Paul Williams, managing director of IPC Inspire, the division that publishes Nuts, said that Co-op’s knee-jerk attempt to restrict access to a product that consumers had enjoyed for nearly a decade was wrong.
He added: “Nuts takes its obligation to craft products that are right for consumers and retailers alike very seriously, and for a number of weeks now we have had new covers in place, which have a more conservative tone.”
Williams said readers had responded positively to its toned down covers, with last week’s issue being the biggest seller since February.
“The objection that niche lobby groups have against certain sectors of the media should not mean that the right to purchase a perfectly legal product is be restricted for the over half a million Nuts readers,” he said.
“As has been widely reported in the media in recent weeks, this is no longer a question of whether or not you like men’s magazines, it is a question of how far you can restrict the public’s ability to consume free and legal media before it becomes censorship.”
Meanwhile Nuts editor Dominic Smith told BBC’s Newsbeat that if Co-op chose to remove the title from its shelves, shoppers would simply be encouraged to go elsewhere. “If we do sell a few less issues, then so be it,” he told the show.

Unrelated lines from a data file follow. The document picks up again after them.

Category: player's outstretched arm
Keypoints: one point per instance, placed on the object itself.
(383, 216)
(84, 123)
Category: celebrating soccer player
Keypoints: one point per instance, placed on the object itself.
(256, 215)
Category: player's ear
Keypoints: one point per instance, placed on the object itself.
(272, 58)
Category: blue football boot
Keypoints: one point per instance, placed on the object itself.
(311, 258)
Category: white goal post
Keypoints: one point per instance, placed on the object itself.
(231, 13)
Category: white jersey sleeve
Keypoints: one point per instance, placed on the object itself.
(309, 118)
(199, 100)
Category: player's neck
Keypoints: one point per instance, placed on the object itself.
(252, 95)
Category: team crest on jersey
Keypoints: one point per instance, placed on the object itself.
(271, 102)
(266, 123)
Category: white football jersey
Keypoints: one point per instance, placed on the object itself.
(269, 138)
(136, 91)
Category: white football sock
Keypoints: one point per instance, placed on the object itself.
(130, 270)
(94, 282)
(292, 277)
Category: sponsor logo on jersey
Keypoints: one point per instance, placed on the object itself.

Co-op said its position had not changed and titles that were not covered by the September deadline would be removed.
Following last week’s announcement, BPIF chief executive Kathy Woodward said the move should come as no surprise and that it was important for printers to maintain good relationships with their clients, so that solutions could be worked out that didn’t result in printers shouldering the cost of extra packaging.